One of Medb’s allies was another enemy of Cu Chulainn. His name was Lugaid. In preparation for the battle Lugaid had fashioned three magical spears upon which a spell had been cast. It was prophesied that a king would be killed by each of them.
With the first he killed Cu Chulainn’s lifelong charioteer, Laeg – King of all chariot drivers. With the second he killed his favourite horse Liat Macha, King of all horses. With the third, he struck Cu Chulainn, mortally wounding him. He managed to tie himself to an upright stone pillar in order to die on his feet. Lugaid and his army stood back as they still feared for their lives knowing what Cu Chulainn was capable of doing even when injured. It was not until a crow landed on his should that Lugaid made his way to check if he were dead.
With one swing of his sword, he cut off Cu Chulainn’s head and as this happened there was a colossal flash of light, known as ‘hero-light’ which surrounded the dead body. At the same time, Cu Chulainn’s up stretched arm released his sword which fell. As it did so it cut off Lugaid’s hand. The ‘hero’s light’ remained until one of the opposing army cut off Cu Chulainn’s sword arm.
One of Cu Chulainn’s best friends, Conall Cernach had sworn that if Cu Chulainn died before him he would avenge his death before sunset of the same day. He pursued and cornered Lugaid but when he discovered that he had lost his hand he agreed to fight him with one hand tucked into his belt.
The fight continued for some time and was equally balanced until Lugaid’s horse bit a large portion out of his owner’s side causing his instant death. Lugaid’s head was taken back to Tara with the body of Cu Chulainn.
So there you have it – Cu Chulainn – my childhood hero. The immense pleasure these stories used to give me as a child on cold winter nights in front of the fire is immeasurable. Even typing them today rekindled that enjoyment.
Finally, there is little doubt that there are similarities between this myth and other such stories from all over the world.
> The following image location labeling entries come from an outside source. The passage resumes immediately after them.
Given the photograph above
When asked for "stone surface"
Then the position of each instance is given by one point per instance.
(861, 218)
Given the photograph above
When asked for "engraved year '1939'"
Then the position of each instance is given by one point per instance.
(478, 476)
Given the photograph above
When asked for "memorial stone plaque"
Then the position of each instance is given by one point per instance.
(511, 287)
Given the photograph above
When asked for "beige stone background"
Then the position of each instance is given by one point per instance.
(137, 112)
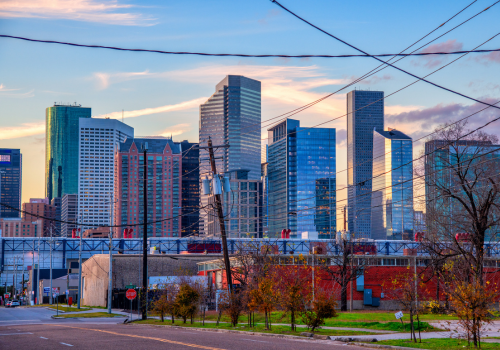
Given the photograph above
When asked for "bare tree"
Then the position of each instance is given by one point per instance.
(343, 266)
(462, 181)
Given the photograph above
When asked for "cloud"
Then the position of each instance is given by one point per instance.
(104, 80)
(6, 93)
(162, 109)
(492, 57)
(270, 14)
(372, 80)
(175, 130)
(433, 61)
(420, 122)
(109, 12)
(3, 88)
(26, 129)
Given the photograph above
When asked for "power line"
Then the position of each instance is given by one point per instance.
(389, 64)
(236, 54)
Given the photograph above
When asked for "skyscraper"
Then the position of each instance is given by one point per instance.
(61, 151)
(10, 182)
(231, 116)
(164, 188)
(98, 140)
(190, 189)
(365, 113)
(392, 196)
(301, 180)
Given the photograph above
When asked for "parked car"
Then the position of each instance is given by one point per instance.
(14, 303)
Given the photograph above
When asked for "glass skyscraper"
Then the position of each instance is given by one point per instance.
(10, 182)
(365, 113)
(190, 189)
(392, 196)
(61, 151)
(231, 116)
(301, 180)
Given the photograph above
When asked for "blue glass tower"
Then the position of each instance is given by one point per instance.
(365, 113)
(10, 181)
(301, 180)
(62, 137)
(392, 196)
(232, 116)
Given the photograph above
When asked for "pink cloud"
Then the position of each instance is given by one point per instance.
(433, 61)
(420, 122)
(492, 57)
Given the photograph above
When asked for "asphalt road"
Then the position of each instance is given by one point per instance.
(28, 332)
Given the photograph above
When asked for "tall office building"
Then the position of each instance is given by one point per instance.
(56, 203)
(61, 148)
(164, 188)
(392, 189)
(10, 182)
(301, 180)
(39, 209)
(479, 160)
(98, 141)
(69, 214)
(231, 116)
(190, 189)
(242, 206)
(365, 113)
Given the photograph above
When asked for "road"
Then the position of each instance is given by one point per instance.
(32, 328)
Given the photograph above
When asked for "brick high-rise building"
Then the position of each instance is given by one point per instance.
(164, 165)
(18, 228)
(40, 208)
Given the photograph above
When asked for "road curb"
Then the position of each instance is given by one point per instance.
(370, 345)
(231, 331)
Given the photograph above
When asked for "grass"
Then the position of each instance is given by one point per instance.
(347, 322)
(258, 328)
(90, 315)
(438, 344)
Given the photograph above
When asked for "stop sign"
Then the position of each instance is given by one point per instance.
(131, 294)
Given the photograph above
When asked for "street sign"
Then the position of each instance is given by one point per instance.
(131, 294)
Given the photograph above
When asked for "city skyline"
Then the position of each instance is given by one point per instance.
(159, 98)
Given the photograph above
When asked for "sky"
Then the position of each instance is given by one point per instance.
(161, 94)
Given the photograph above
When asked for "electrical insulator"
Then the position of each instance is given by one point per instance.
(205, 186)
(216, 185)
(226, 185)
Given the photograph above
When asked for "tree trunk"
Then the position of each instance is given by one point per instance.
(343, 297)
(412, 328)
(418, 323)
(218, 317)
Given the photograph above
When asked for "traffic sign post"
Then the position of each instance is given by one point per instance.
(131, 294)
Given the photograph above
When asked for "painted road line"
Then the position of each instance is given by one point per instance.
(143, 337)
(259, 341)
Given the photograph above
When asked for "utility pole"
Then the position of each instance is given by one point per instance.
(38, 274)
(50, 293)
(220, 214)
(110, 273)
(145, 235)
(79, 268)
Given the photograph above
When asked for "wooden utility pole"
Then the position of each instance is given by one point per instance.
(220, 214)
(145, 236)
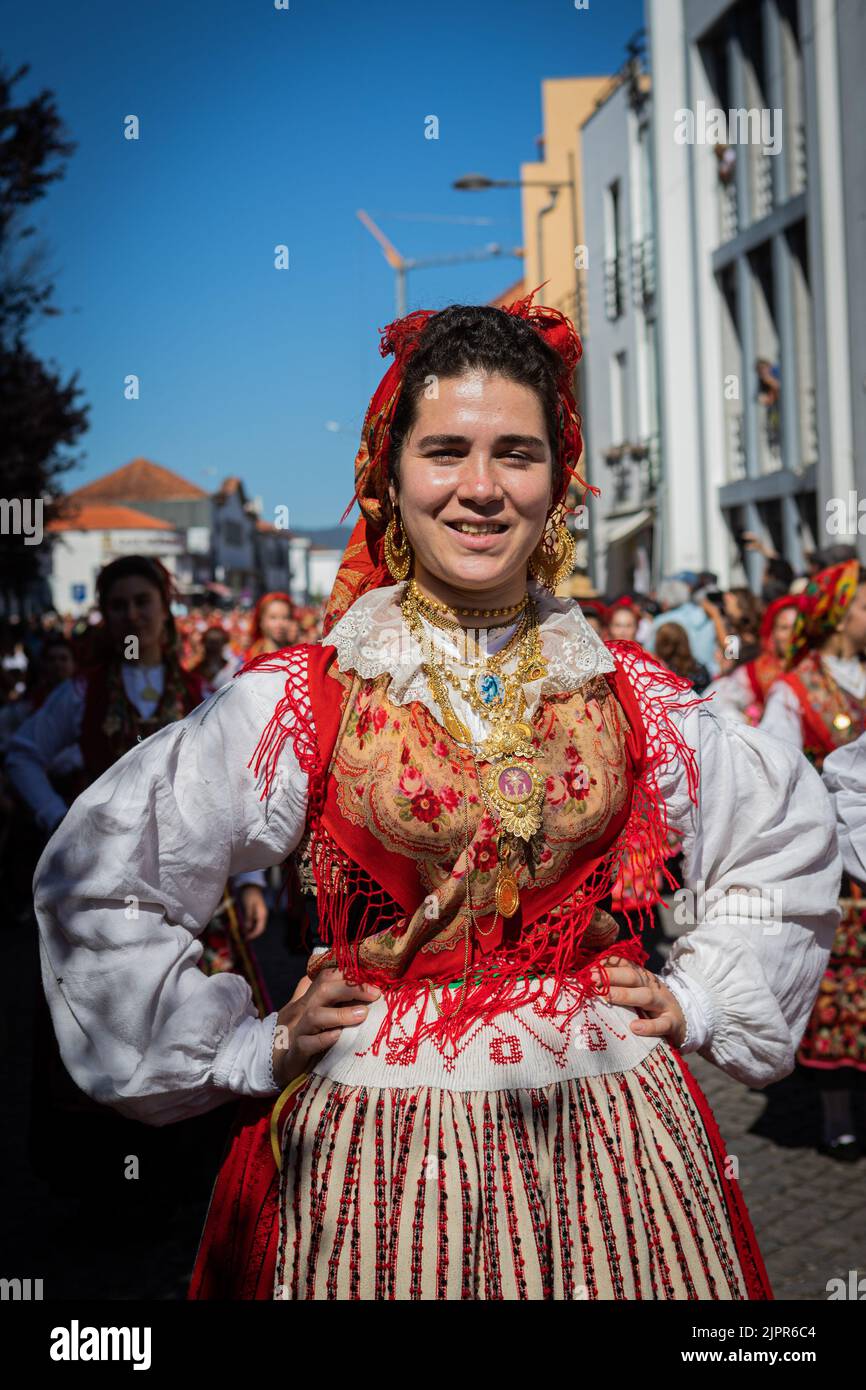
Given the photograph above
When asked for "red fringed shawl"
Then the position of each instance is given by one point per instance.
(371, 897)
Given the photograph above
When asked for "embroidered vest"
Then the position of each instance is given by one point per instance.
(396, 816)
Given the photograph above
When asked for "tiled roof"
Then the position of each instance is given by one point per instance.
(99, 516)
(139, 481)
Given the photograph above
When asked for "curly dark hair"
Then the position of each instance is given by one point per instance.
(478, 337)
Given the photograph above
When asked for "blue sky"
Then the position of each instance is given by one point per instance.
(263, 127)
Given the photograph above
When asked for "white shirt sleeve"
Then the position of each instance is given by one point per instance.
(844, 773)
(781, 717)
(38, 745)
(762, 873)
(125, 887)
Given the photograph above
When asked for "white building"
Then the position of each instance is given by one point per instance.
(620, 366)
(93, 535)
(759, 273)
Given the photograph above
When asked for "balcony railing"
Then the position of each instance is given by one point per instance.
(635, 471)
(613, 287)
(798, 164)
(736, 446)
(763, 184)
(729, 216)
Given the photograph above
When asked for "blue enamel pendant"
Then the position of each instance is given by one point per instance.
(491, 688)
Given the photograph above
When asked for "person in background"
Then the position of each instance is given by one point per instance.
(274, 624)
(741, 694)
(679, 606)
(674, 651)
(597, 615)
(216, 666)
(819, 706)
(624, 617)
(648, 610)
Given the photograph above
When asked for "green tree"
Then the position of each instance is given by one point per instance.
(41, 416)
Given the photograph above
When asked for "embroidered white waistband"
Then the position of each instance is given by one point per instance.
(519, 1050)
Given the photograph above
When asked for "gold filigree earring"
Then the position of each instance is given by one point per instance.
(552, 559)
(398, 556)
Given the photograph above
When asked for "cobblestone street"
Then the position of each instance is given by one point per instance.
(808, 1209)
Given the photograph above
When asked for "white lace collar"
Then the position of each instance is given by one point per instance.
(373, 638)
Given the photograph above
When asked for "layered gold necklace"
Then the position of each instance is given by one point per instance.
(513, 790)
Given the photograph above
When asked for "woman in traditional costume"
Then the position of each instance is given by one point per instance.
(480, 1093)
(274, 624)
(819, 705)
(742, 692)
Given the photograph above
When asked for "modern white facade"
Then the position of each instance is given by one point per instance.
(620, 335)
(754, 268)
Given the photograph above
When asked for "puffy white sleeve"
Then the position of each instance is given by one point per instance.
(125, 887)
(731, 695)
(38, 747)
(844, 776)
(761, 884)
(781, 716)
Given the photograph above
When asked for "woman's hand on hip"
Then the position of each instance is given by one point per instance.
(313, 1020)
(641, 990)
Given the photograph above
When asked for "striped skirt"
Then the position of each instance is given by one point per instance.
(595, 1187)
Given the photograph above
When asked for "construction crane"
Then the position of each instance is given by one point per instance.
(402, 264)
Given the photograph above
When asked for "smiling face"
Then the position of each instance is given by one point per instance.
(275, 622)
(854, 623)
(135, 608)
(783, 628)
(474, 488)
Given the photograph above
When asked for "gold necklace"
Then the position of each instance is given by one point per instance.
(424, 601)
(516, 790)
(841, 720)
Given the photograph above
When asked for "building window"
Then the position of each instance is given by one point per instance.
(613, 253)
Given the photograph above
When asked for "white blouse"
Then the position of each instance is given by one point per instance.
(844, 773)
(136, 868)
(781, 715)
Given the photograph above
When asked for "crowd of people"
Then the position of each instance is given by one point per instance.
(473, 838)
(747, 652)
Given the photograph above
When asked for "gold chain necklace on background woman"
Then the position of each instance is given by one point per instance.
(841, 720)
(515, 791)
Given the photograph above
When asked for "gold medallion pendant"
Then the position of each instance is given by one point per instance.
(517, 792)
(508, 894)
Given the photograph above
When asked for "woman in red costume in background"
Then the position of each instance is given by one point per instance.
(819, 706)
(742, 694)
(480, 1091)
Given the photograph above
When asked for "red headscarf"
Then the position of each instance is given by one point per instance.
(772, 613)
(363, 565)
(823, 605)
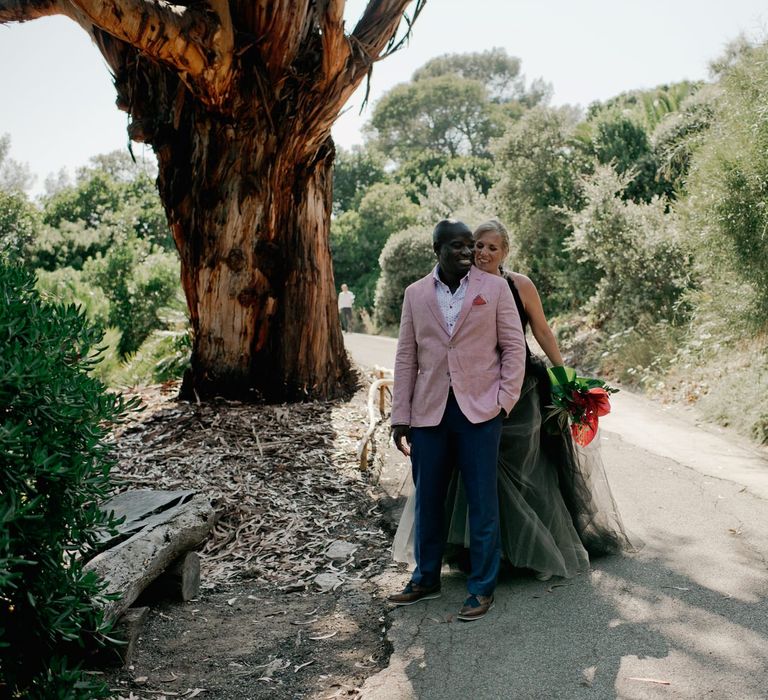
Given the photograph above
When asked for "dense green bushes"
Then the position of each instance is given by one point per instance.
(406, 257)
(54, 421)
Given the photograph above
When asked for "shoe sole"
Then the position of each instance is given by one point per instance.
(470, 618)
(430, 596)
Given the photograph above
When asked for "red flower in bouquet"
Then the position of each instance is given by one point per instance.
(579, 401)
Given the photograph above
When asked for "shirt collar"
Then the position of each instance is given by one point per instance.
(436, 276)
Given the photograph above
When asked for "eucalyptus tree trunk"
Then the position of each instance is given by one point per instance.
(237, 99)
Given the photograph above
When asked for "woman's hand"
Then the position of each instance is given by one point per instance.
(401, 434)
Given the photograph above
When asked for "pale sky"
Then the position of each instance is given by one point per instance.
(57, 100)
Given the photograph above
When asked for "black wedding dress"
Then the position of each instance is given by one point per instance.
(555, 506)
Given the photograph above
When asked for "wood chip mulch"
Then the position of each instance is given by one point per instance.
(284, 481)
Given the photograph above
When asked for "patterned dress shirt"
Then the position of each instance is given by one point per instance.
(450, 303)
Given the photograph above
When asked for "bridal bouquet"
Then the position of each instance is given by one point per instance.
(580, 401)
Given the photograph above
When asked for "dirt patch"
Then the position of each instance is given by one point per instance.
(288, 607)
(253, 642)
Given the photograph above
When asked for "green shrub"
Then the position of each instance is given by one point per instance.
(644, 270)
(406, 257)
(54, 421)
(139, 280)
(66, 285)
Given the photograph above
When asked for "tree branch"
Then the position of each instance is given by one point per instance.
(335, 44)
(25, 10)
(196, 42)
(377, 27)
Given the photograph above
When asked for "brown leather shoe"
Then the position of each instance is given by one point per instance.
(475, 607)
(413, 593)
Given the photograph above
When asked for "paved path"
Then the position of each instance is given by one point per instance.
(685, 617)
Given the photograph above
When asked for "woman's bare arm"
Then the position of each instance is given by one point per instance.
(539, 326)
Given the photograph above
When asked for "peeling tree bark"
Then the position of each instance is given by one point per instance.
(237, 99)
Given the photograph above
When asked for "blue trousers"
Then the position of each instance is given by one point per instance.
(474, 449)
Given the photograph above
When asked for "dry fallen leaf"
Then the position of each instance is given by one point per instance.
(649, 680)
(324, 636)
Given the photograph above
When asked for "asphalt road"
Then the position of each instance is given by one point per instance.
(684, 617)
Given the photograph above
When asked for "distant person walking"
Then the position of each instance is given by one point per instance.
(346, 301)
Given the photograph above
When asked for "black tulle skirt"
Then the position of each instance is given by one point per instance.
(555, 506)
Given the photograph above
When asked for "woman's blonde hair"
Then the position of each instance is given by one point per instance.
(495, 226)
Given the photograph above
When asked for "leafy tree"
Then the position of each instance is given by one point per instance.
(646, 107)
(445, 114)
(68, 245)
(457, 199)
(19, 222)
(430, 168)
(540, 161)
(90, 201)
(357, 237)
(54, 470)
(14, 176)
(623, 142)
(66, 285)
(644, 268)
(139, 280)
(727, 183)
(495, 69)
(237, 99)
(679, 134)
(407, 256)
(354, 171)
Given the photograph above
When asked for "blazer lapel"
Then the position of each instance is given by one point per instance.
(431, 299)
(474, 286)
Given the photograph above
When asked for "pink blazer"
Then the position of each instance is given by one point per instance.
(484, 359)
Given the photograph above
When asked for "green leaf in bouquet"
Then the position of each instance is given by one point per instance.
(561, 375)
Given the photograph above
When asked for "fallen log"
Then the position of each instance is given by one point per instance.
(179, 582)
(130, 566)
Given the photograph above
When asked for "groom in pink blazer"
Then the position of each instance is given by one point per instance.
(458, 370)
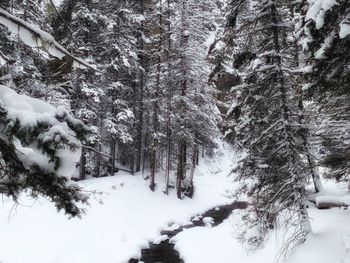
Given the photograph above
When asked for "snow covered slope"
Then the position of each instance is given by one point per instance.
(112, 232)
(330, 242)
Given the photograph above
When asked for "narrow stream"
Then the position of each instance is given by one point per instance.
(164, 252)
I like to think that the others were copied from the Irish as many of the stories I told are recorded in old Irish illuminated manuscripts hundreds of years old.
One such surviving manuscript, The Book of Leinster, written by monks in the 11th or 12th century, ends with a colophon in Latin which says:
‘But I, who have written this story, or rather this fable, give no credence to the
various incidents related in it. Some things in it are the deceptions of demons,
other poetic figments; some are probable, others improbable; whilst
still others are intended for the delectation of foolish men….’
There is a statue depicting the death of Cu Chulainn situated in the General Post Office in O’Connell Street, Dublin……the scene of the Easter Uprising in 1916.